Masters Theses
Date of Award
5-2020
Degree Type
Thesis
Degree Name
Master of Science
Major
Mechanical Engineering
Major Professor
Suresh Babu
Committee Members
Brett Compton, Senghua Shin
Abstract
Rising global temperatures and more frequent extreme weather events as a result of climate change have caused countries to tighten sources of emissions from all sectors, most notably in transportation. Regulations, in the form of fuel economy mandates and removal of internal combustion engine vehicles from city centers, have forced automotive companies to increase the efficiency of the powertrains in the products they sell to consumers.
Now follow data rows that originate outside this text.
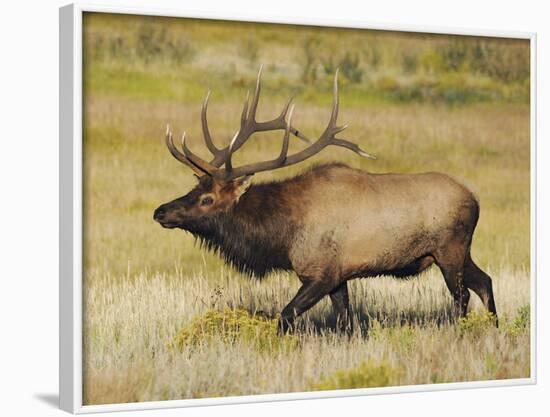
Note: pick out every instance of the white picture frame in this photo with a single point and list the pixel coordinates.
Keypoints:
(71, 178)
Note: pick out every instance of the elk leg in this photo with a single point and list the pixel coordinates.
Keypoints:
(340, 301)
(454, 278)
(480, 283)
(307, 296)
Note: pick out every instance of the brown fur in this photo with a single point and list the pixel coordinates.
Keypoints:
(334, 223)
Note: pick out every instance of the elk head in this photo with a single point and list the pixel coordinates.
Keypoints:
(219, 189)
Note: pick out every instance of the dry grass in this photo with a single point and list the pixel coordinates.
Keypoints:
(131, 324)
(144, 285)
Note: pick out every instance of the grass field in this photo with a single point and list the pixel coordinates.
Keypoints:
(418, 102)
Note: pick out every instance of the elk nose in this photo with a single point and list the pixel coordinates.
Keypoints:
(159, 214)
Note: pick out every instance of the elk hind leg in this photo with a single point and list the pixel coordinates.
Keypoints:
(480, 283)
(311, 292)
(340, 301)
(451, 263)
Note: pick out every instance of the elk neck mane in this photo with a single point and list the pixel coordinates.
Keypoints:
(255, 235)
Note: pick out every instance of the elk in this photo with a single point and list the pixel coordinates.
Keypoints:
(330, 224)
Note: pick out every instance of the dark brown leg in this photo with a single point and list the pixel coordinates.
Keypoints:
(340, 301)
(307, 296)
(480, 283)
(454, 278)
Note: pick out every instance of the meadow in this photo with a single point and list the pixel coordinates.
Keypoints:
(166, 320)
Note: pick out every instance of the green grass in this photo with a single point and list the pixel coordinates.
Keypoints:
(440, 109)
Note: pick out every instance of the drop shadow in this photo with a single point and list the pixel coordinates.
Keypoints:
(49, 399)
(362, 319)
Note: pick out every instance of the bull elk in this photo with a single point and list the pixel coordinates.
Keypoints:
(330, 224)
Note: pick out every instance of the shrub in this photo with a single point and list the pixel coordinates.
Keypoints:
(476, 323)
(521, 323)
(232, 326)
(367, 375)
(409, 62)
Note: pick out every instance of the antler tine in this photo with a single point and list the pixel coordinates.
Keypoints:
(256, 98)
(335, 100)
(196, 160)
(228, 164)
(284, 150)
(245, 109)
(178, 155)
(326, 138)
(205, 131)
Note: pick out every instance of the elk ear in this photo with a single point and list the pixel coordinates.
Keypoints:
(241, 185)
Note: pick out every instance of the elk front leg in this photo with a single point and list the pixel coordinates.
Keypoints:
(340, 301)
(307, 296)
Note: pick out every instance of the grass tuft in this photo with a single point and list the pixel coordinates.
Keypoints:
(368, 374)
(232, 326)
(476, 323)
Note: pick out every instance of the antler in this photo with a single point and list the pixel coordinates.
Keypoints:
(249, 126)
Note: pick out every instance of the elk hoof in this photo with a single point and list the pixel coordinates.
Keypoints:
(285, 326)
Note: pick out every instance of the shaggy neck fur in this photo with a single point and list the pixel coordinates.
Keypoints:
(255, 235)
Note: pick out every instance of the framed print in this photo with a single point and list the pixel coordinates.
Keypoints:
(261, 210)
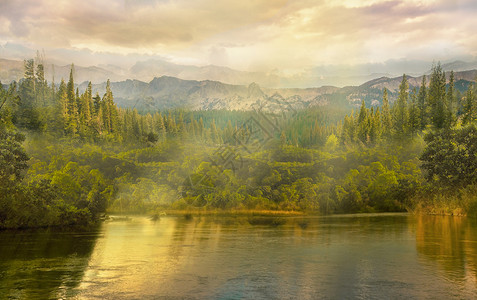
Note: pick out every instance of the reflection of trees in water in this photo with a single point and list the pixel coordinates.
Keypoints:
(43, 264)
(451, 242)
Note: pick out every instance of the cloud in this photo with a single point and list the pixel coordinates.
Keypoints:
(249, 34)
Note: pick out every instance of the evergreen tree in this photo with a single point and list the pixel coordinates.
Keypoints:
(386, 118)
(451, 101)
(437, 99)
(422, 104)
(414, 114)
(400, 112)
(72, 108)
(363, 123)
(470, 109)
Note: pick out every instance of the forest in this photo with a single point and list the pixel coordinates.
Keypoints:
(69, 158)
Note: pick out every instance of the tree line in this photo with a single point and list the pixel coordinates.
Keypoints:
(68, 157)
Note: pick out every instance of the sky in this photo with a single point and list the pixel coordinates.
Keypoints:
(249, 35)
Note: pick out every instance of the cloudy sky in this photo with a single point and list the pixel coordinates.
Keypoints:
(242, 34)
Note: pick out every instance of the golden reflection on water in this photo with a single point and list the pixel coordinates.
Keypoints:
(451, 244)
(351, 256)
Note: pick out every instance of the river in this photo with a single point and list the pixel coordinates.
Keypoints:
(383, 256)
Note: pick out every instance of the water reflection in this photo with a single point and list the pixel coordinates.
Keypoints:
(43, 264)
(451, 244)
(354, 256)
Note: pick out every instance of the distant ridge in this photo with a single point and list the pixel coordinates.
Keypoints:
(168, 92)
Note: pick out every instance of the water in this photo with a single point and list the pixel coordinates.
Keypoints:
(395, 256)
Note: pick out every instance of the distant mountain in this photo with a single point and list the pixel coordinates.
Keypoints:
(168, 92)
(10, 70)
(314, 77)
(147, 70)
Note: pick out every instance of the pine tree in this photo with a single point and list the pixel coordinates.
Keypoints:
(469, 110)
(400, 112)
(363, 123)
(72, 109)
(386, 118)
(414, 114)
(451, 101)
(437, 99)
(422, 104)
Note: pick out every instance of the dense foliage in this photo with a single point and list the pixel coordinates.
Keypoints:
(84, 156)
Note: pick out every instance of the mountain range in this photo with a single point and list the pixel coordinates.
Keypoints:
(147, 70)
(167, 92)
(215, 87)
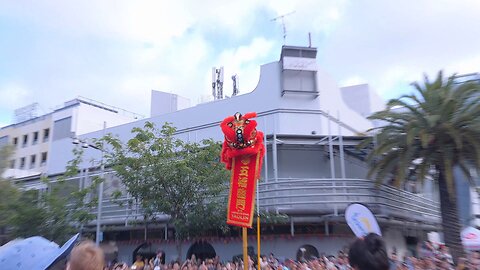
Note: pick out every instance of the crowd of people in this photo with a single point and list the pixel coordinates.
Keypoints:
(368, 253)
(365, 253)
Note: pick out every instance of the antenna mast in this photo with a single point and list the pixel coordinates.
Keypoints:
(282, 17)
(235, 85)
(217, 83)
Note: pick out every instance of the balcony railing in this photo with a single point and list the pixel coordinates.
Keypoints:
(307, 197)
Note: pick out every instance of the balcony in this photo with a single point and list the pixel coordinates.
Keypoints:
(331, 196)
(311, 198)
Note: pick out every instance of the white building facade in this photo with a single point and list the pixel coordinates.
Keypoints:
(312, 168)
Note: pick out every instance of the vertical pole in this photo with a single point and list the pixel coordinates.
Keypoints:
(330, 148)
(258, 240)
(274, 151)
(100, 194)
(292, 227)
(340, 145)
(265, 162)
(245, 250)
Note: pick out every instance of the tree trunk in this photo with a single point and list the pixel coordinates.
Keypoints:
(450, 223)
(178, 244)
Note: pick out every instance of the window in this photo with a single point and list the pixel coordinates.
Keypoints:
(44, 159)
(33, 159)
(46, 134)
(25, 140)
(22, 163)
(35, 137)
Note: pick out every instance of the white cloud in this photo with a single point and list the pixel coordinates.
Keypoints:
(14, 95)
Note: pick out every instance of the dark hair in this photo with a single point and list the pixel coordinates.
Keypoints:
(369, 253)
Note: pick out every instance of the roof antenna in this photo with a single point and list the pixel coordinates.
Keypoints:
(283, 24)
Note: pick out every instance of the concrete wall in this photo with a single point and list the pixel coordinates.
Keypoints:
(288, 114)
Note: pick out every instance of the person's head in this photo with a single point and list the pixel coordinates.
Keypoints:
(369, 253)
(86, 256)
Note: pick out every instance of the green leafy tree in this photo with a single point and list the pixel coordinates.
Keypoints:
(167, 175)
(430, 133)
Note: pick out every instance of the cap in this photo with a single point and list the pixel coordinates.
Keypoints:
(33, 253)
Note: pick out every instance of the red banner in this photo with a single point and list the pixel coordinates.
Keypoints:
(241, 201)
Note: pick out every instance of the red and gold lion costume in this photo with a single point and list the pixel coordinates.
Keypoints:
(241, 138)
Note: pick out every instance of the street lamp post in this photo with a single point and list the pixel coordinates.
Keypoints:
(100, 188)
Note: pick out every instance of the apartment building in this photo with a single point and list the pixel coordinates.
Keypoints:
(32, 136)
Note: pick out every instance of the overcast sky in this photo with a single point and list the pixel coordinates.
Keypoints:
(117, 51)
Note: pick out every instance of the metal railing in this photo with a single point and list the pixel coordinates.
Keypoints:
(307, 197)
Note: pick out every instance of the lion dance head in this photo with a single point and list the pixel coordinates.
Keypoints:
(241, 138)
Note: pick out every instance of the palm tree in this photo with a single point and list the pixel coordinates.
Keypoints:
(429, 134)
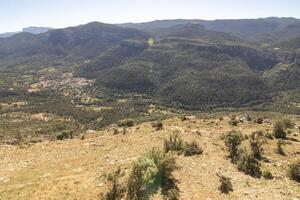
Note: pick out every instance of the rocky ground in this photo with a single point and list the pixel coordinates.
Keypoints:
(74, 169)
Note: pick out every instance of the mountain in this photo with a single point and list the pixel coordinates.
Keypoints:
(8, 34)
(65, 44)
(36, 30)
(32, 29)
(193, 64)
(263, 30)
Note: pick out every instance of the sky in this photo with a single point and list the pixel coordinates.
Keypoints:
(17, 14)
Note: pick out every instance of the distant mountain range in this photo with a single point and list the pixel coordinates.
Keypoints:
(193, 64)
(32, 29)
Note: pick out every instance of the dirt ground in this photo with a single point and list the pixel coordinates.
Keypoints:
(73, 169)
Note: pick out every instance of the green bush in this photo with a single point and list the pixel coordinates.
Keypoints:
(287, 123)
(256, 141)
(267, 175)
(151, 172)
(126, 123)
(294, 171)
(248, 164)
(174, 143)
(172, 194)
(192, 148)
(278, 131)
(158, 125)
(233, 122)
(269, 136)
(232, 140)
(117, 190)
(279, 148)
(225, 185)
(65, 135)
(259, 120)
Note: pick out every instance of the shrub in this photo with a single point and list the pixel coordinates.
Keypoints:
(267, 175)
(192, 148)
(287, 123)
(183, 118)
(278, 131)
(248, 164)
(233, 122)
(259, 120)
(158, 125)
(151, 172)
(256, 141)
(226, 185)
(279, 149)
(232, 141)
(269, 136)
(294, 171)
(116, 191)
(172, 194)
(174, 143)
(126, 123)
(65, 135)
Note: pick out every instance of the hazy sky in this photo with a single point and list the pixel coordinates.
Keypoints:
(16, 14)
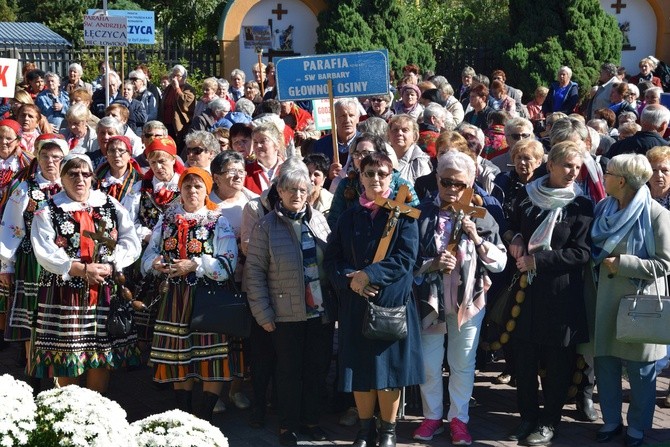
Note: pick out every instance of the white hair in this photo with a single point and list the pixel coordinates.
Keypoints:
(76, 67)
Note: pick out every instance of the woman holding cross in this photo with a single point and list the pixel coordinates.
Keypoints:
(70, 338)
(458, 245)
(375, 370)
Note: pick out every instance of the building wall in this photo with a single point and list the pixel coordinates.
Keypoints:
(301, 14)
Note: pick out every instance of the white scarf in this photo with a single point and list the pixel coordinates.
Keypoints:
(552, 200)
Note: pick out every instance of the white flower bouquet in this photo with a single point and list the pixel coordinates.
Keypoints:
(78, 417)
(176, 428)
(17, 412)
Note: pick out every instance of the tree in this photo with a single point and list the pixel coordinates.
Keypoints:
(462, 32)
(553, 33)
(354, 25)
(8, 11)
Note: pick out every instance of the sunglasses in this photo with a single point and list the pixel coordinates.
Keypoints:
(75, 174)
(373, 174)
(458, 186)
(359, 155)
(195, 150)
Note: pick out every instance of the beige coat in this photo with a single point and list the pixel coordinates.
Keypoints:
(611, 290)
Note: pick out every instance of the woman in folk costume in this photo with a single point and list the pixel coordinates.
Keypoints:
(20, 270)
(13, 158)
(70, 337)
(188, 246)
(146, 203)
(551, 222)
(120, 172)
(451, 288)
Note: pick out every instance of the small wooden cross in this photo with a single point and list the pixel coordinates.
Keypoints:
(100, 239)
(397, 208)
(279, 11)
(459, 210)
(618, 6)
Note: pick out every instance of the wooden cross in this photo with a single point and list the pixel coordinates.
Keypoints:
(618, 6)
(280, 12)
(459, 210)
(397, 208)
(100, 239)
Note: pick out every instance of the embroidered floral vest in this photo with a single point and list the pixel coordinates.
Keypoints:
(36, 199)
(67, 233)
(150, 208)
(199, 239)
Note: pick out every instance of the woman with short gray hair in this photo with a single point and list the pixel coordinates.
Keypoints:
(631, 252)
(439, 273)
(286, 285)
(563, 93)
(551, 223)
(201, 148)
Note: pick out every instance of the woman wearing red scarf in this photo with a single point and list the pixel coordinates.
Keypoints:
(12, 159)
(70, 338)
(20, 270)
(146, 202)
(120, 172)
(187, 248)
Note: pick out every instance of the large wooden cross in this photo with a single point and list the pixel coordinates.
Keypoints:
(459, 210)
(279, 12)
(398, 208)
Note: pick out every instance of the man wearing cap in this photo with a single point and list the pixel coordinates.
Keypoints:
(117, 175)
(74, 81)
(143, 95)
(178, 105)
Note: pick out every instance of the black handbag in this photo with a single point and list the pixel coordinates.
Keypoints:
(385, 323)
(120, 319)
(221, 308)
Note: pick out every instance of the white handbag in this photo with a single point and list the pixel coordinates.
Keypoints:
(644, 318)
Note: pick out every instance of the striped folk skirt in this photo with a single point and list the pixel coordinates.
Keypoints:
(22, 305)
(70, 334)
(177, 354)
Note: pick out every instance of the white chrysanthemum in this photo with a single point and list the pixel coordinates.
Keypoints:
(17, 412)
(79, 417)
(176, 428)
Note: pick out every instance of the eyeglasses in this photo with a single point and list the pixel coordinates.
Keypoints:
(76, 174)
(241, 142)
(296, 191)
(235, 172)
(54, 158)
(359, 155)
(118, 151)
(195, 150)
(458, 186)
(373, 174)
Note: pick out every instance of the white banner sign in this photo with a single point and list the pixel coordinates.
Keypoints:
(8, 70)
(105, 31)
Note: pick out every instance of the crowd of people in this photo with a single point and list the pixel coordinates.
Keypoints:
(439, 197)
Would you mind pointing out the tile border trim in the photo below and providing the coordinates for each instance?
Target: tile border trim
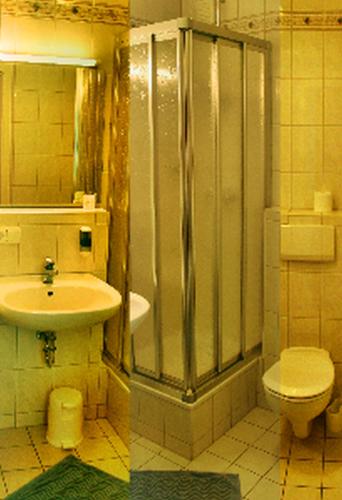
(74, 11)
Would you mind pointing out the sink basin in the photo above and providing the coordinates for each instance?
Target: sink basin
(72, 301)
(138, 309)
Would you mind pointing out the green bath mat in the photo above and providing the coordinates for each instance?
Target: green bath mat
(184, 485)
(71, 478)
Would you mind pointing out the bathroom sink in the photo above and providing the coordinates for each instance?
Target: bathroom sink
(138, 309)
(71, 301)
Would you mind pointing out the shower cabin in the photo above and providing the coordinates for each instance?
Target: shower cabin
(200, 118)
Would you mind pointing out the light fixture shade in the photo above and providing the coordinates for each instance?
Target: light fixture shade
(42, 59)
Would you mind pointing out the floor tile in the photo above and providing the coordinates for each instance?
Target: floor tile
(228, 448)
(300, 493)
(14, 437)
(278, 472)
(139, 455)
(282, 426)
(245, 432)
(256, 461)
(150, 445)
(207, 462)
(304, 473)
(3, 492)
(133, 436)
(247, 479)
(23, 457)
(50, 455)
(318, 427)
(332, 476)
(16, 479)
(311, 448)
(119, 445)
(285, 446)
(265, 490)
(268, 442)
(92, 429)
(333, 449)
(175, 458)
(113, 466)
(38, 433)
(262, 418)
(106, 426)
(332, 494)
(159, 463)
(95, 448)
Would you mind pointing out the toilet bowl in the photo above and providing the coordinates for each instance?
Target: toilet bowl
(300, 385)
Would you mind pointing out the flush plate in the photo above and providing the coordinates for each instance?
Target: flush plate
(10, 235)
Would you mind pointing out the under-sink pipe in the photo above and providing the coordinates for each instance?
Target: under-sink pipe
(49, 348)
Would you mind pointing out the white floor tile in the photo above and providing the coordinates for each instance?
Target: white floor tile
(268, 442)
(245, 432)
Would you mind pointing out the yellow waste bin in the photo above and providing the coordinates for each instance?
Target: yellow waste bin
(65, 418)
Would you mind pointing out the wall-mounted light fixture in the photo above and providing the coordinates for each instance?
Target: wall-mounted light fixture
(41, 59)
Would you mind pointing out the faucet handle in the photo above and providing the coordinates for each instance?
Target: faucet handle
(49, 264)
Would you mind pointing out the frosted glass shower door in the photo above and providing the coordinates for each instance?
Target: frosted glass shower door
(142, 231)
(230, 193)
(204, 187)
(255, 196)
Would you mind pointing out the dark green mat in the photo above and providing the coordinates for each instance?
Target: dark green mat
(71, 478)
(184, 485)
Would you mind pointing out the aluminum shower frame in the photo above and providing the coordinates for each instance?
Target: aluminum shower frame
(183, 30)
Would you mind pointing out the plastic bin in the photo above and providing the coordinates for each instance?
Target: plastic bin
(65, 418)
(333, 415)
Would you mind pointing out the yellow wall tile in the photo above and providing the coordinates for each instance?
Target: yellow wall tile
(332, 296)
(307, 106)
(307, 149)
(304, 332)
(304, 295)
(333, 102)
(333, 54)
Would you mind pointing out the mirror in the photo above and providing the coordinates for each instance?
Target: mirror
(51, 133)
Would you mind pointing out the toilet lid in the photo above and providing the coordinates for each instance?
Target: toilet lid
(301, 372)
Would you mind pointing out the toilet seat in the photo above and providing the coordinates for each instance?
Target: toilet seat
(302, 373)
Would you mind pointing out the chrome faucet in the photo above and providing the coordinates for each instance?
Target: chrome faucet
(49, 271)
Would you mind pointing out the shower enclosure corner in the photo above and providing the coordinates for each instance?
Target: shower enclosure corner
(199, 115)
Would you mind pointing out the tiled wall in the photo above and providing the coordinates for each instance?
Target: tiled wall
(25, 379)
(189, 429)
(43, 132)
(308, 121)
(150, 11)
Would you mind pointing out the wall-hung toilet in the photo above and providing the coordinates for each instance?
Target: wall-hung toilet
(300, 386)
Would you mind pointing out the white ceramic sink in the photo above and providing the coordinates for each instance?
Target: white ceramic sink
(72, 301)
(138, 309)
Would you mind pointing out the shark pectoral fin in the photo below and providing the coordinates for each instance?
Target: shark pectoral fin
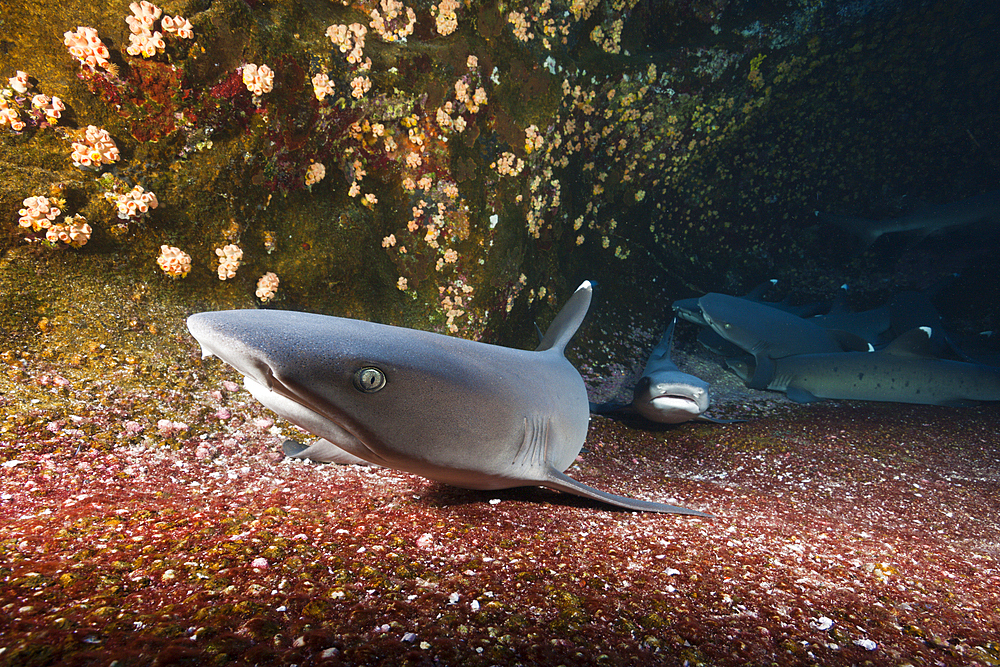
(960, 403)
(800, 395)
(763, 373)
(561, 482)
(716, 420)
(322, 451)
(849, 342)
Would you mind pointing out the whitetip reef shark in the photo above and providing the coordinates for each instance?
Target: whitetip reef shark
(465, 413)
(770, 334)
(664, 393)
(923, 222)
(905, 371)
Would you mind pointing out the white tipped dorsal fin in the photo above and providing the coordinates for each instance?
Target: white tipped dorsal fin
(913, 343)
(568, 320)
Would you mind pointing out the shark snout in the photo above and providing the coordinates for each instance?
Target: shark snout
(217, 340)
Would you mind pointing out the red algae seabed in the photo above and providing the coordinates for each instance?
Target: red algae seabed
(163, 527)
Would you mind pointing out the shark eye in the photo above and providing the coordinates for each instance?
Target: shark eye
(369, 379)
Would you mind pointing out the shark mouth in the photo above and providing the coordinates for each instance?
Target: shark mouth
(303, 409)
(676, 401)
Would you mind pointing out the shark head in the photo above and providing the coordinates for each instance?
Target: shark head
(374, 390)
(457, 411)
(670, 397)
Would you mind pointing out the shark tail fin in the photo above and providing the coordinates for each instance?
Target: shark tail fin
(560, 482)
(568, 320)
(862, 228)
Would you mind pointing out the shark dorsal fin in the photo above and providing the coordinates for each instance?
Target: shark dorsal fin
(568, 320)
(913, 343)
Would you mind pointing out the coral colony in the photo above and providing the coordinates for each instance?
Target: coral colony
(617, 137)
(363, 127)
(267, 287)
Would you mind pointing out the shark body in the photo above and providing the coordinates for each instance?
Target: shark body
(904, 372)
(770, 334)
(464, 413)
(924, 222)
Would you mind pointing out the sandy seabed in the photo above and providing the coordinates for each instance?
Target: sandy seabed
(844, 534)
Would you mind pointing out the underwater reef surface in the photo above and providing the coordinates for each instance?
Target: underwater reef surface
(663, 148)
(161, 525)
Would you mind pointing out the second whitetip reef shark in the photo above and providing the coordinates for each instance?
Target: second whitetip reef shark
(465, 413)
In seeking higher efficiencies – whether for internal combustion engines or in fully electrified powertrains – automotive companies are demanding more from the materials they use. Alloying, as in other industries, has been relied on to deliver new levels of performance; however, the incremental improvements from alloying often trail the rate of technological progress desired. Hybrid materials – a class of materials that are a combination of 2 or more monolithic materials to form one single “material” – offer an opportunity to hasten the time to achieve a collection of properties desired. In combustion applications, mechanical performance and heat transfer are critical to the overall powertrain efficiency. Despite the knowledge of hybrid materials, there exist few design tools and parameters to use hybrid materials in applications where mechanical performance and heat transfer are critical.The study aims to build new design rules in mechanical performance and heat transfer of an interpenetrating hybrid material. These rules will include sensitivity to geometric configuration and coherency in bonding along with existing understanding of material combinations.
Recommended Citation
Pawlowski, Alex, "HEAT TRANSFER OF 316L – A356 INTERPENETRATING HYBRID MATERIALS. " Master's Thesis, University of Tennessee, 2020.
https://trace.tennessee.edu/utk_gradthes/5558
Comments
Portions of this document were previously published in the Journal of Materials and Design, the section has been marked as such with accompanying information of the contribution from the student.